7.  In-fighting and petty ego-tripping must be put aside so that the greatest good can be accomplished for the greatest number of public housing residents and Norfolk-Hampton Roads’other citizenry. More public housing residents, broader based and/or opinionated, need to be seated at the “solution table.” We need to remember that “all of us are smarter than anyone of us.”
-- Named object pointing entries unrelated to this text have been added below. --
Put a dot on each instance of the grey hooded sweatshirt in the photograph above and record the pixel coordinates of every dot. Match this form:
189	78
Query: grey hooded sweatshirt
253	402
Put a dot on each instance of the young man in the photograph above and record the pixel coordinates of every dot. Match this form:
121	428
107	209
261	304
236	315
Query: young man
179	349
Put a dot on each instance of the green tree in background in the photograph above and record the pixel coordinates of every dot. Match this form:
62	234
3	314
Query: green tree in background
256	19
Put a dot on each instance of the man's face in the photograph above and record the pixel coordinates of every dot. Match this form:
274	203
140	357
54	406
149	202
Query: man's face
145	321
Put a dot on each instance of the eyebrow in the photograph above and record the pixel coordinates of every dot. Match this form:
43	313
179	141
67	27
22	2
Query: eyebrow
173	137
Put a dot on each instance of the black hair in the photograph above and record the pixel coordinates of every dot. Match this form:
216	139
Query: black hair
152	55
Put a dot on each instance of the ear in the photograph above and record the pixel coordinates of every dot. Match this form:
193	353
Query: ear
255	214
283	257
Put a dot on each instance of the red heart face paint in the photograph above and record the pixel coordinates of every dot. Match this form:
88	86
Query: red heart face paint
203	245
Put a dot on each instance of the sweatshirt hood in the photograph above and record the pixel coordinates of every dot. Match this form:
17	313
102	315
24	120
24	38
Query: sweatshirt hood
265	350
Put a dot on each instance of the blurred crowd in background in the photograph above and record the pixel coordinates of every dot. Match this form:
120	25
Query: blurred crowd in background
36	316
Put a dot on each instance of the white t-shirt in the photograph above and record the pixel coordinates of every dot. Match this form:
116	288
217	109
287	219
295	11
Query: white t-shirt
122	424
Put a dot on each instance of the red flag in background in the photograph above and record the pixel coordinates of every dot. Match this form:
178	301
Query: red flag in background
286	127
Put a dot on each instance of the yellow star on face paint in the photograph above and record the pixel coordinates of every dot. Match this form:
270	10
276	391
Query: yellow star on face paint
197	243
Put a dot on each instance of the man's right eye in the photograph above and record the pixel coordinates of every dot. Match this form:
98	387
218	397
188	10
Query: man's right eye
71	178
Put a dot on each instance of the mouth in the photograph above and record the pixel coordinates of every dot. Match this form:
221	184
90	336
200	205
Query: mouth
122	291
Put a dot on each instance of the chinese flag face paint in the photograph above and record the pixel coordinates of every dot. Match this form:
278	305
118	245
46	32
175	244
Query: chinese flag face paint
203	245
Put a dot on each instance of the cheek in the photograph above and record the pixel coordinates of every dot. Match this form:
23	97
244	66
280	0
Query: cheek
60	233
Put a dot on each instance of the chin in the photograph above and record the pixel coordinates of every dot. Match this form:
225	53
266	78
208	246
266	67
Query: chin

8.  Businesses and Corporate Hampton Roads, particularly the power brokers and captains of industry, must be(come) involved, committed and a resource for resolutions.  They need to fully understand that they, too, have a stake in all this – that the strongest chain is only as strong as the weakest link.

 

Serious thought must be given to the economic and demographic integration of public housing residents.  This might prove to be the “biggest obstacle” for the leadership and citizenry of Hampton Roads to overcome.  However, if we are truly serious about resolving our present (and future) public housing dilemma, this approach needs to be profoundly scrutinized and courageously considered.

 

To do what must be done, we have our work cut out for us.  It will not be easy, but it can be done.  If we are truly serious about helping and uplifting our public housing citizenry, these suggestions and recommendations will be a “giant step” in the right direction.

 

In summary, we need to work together, compassionately and collaboratively, if this monumental feat is to be accomplished for the betterment of us all.  All that remains is for us to put our words and ideas into actions and deeds. Together, we can do it.